We arrive at “Adulthood” and the limit set by the author, by emphasizing two career milestones. One of them was the trip to Assis, when the professional conversion from sociology to literature took place, resolving a dilemma. Another was the preparation, which took many years, of Formation of Brazilian Literature quality The partners of Rio Bonito. equivalent to a postulate of intellectual maturity in both fields, the literary and the sociological.

This book, given its nature and its author, facilitates and indicates paths, thus becoming an indispensable instrument for future work in the Archives, and in the most varied themes. Perhaps here is the opportunity for an inference: there is a slight asymmetry in the weighting of the respective influence of father and mother in the formation of Antonio Candido. The reader misses a greater exposition of the presence of the author's grandfather. It may be that, from the granddaughter's point of view, the presence of the grandmother appears more marked than that of the grandfather, probably due to their longer coexistence, as they lived in the same house for many years after the premature death of the grandfather.

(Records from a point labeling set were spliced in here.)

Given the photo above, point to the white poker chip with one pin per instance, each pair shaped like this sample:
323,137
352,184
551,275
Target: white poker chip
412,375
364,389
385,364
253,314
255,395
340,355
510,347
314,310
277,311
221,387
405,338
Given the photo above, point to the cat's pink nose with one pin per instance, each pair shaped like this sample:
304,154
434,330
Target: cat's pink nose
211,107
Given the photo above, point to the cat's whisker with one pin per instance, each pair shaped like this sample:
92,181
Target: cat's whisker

As for the materiality of the volume, on beautiful matte coated paper that is a pleasure to handle, it uses wise layout, never monotonous, but not at odds with the illustrations, in a range of gray and silver tones.

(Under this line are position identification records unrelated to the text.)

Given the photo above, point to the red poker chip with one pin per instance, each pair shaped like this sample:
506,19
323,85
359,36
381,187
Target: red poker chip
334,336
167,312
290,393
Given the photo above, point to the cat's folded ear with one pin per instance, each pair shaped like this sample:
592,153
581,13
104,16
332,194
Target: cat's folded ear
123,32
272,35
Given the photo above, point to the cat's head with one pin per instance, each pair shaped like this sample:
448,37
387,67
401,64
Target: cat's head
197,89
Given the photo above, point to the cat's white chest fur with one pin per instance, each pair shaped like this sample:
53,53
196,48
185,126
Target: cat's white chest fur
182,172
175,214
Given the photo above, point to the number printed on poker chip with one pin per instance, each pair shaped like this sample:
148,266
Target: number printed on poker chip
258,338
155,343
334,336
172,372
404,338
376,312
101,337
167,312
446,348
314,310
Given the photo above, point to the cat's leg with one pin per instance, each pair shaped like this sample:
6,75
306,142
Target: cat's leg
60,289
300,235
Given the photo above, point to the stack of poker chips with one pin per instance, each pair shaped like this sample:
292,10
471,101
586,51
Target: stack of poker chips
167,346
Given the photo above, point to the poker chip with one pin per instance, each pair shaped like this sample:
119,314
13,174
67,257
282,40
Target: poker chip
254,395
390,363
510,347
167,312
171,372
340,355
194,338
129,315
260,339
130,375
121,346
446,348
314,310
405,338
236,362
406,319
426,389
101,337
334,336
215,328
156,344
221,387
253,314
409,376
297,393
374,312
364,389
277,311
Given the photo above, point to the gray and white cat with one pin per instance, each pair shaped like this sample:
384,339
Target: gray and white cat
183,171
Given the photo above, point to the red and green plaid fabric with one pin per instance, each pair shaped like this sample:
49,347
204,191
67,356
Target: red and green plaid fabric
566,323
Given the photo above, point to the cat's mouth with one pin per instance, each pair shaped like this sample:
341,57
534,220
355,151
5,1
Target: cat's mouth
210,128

The volume completes a news item about the collection, authored by its responsible organizer Laura Escorel. Clear and very well explained, this analytical vision comes to the purpose, which elucidates our perception of the present book by trying to insert it into the larger historical framework. We owe to her the hypothesis that throughout his life Antonio Candido produced works based on the documents that constituted this collection, basing them on family photographs, but at the same time supporting them with letters and other items from the collection. They started important works such as, right at the beginning of his career, the essay “The Volunteer's Letters”. Later, more ambitious ones would come, such as an entire book, and this is the case of Teresina etc.Ou travel notes, erudite organization of other people's work. Or even the “biographical traits” that he raised for the edition of the correspondence between Pio Corrêa and Mário de Andrade. All this completed by the writing of the book An employee of the monarchy – Essay on the second echelon, the only one among the cited titles to deal with his ancestor. Early in his career, he had already shown this interest by writing an essay on the Brazilian family.

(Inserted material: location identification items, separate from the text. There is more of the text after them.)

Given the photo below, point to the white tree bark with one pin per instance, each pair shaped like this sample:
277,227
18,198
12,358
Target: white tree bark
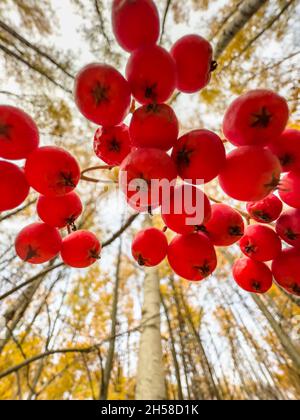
150,375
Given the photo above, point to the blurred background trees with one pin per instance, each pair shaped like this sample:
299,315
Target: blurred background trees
67,334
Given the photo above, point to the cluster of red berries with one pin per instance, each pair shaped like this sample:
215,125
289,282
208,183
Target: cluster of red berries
149,149
52,172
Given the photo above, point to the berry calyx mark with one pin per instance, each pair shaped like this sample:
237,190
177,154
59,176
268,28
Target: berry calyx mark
262,216
261,119
67,179
256,285
213,66
31,253
5,130
290,234
114,145
235,231
100,93
204,269
183,157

Such is the hypothesis raised by the organizer of the collection, which certainly hints at the possibility of many other fruits, taking into account the richness and abundance of materials. For this purpose, this photobiography lays the foundations, revealing itself to be a seminal item, giving a glimpse of future achievements.

An idle question remains: why is the smile so scarce in the photos before Poços de Caldas? It is noted that Antonio Candido himself is close to adulthood when he starts to smile: before that, only rarely. This could be a period protocol, that is, the etiquette of posing for a photo imposed a frown. A special occasion demanded decorum and composure. But when we think about today, we find such seriousness strange. Perhaps the trivialization of the uses and customs that surround the practice of photographing conditions our strangeness. Perhaps these are other times, when exhibitionism and voyeurism were not in good shape. And of course the answers can be multiple – but the question remains.

*Walnice Nogueira Galvão is professor emeritus at FFLCH at USP. Author, among other books, of deconversation (publisher UFRJ).


Ana Luisa Escorel, The formation of Antonio Candido – an illustrated biography. Rio de Janeiro: Ouro sobre Azul, 2020, 309 pages.